III. La décision de la Cour
Sur le second moyen :
Aucune disposition légale ne s'oppose à ce que des époux divorcés transigent sur la pension que le tribunal a accordée, en vertu de l'article 301 du Code civil, à l'époux qui a obtenu le divorce sur les biens et les revenus de l'autre époux.
Dans la mesure où il repose sur l'affirmation que la limite fixée par l'article 301, ,§ 4, dudit code constitue une règle d'ordre public, le moyen manque en droit.
Pour le surplus, les juges d'appels n'étaient plus tenus de répondre aux conclusions visées au moyen qui étaient devenues sans pertinence en raison de leur décision.
A cet égard, le moyen ne peut être accueilli.
Sur le premier moyen :
Sur la fin de non-recevoir opposée au moyen par la défenderesse et déduite du défaut d'intérêt :
La décision du jugement attaqué qui déclare la demande originaire à tout le moins non fondée étant légalement justifiée, ainsi qu'il ressort de la réponse au second moyen, le moyen qui concerne l'exception de chose jugée tirée du jugement du 11 février 2000 du juge de paix du canton de Marchienne-au-Pont ne saurait entraîner la cassation et est, partant, dénué d'intérêt.
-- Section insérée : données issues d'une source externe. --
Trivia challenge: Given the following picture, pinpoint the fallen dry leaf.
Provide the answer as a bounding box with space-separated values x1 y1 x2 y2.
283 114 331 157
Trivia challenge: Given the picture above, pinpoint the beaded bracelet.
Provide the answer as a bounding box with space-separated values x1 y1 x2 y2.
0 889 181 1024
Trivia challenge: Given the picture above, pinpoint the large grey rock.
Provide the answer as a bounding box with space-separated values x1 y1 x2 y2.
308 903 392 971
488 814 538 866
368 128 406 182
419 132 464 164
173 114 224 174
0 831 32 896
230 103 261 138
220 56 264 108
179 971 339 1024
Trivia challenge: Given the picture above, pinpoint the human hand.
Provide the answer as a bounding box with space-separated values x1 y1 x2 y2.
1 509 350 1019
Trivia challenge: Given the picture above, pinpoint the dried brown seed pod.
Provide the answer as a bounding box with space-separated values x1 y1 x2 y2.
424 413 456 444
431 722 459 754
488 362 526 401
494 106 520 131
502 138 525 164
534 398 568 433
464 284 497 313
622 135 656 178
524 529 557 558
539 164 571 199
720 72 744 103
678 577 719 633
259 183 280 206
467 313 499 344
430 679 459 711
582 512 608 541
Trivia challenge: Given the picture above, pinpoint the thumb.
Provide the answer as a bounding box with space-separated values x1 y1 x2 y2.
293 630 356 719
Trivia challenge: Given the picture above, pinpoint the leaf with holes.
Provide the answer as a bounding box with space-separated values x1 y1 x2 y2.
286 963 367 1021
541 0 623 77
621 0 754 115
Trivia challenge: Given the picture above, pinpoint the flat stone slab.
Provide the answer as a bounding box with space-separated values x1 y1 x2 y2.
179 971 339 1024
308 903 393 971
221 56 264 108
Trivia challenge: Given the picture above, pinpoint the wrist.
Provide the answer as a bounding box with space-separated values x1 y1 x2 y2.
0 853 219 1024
La fin de non-recevoir est fondée.
Par ces motifs,
La Cour
Rejette le pourvoi ;
Condamne le demandeur aux dépens.
Les dépens taxés à la somme de cinq cent trente-trois euros quarante-six centimes envers la partie demanderesse et à la somme de trente-cinq euros en débet envers la partie défenderesse.
Ainsi jugé par la Cour de cassation, première chambre, à Bruxelles, où siégeaient le président de section Claude Parmentier, le président de section Philippe Echement, les conseillers Didier Batselé, Albert Fettweis et Christine Matray et prononcé en audience publique du vingt-trois juin deux mille six par le président de section Claude Parmentier, en présence de l'avocat général André Henkes, avec l'assistance du greffier Marie-Jeanne Massart.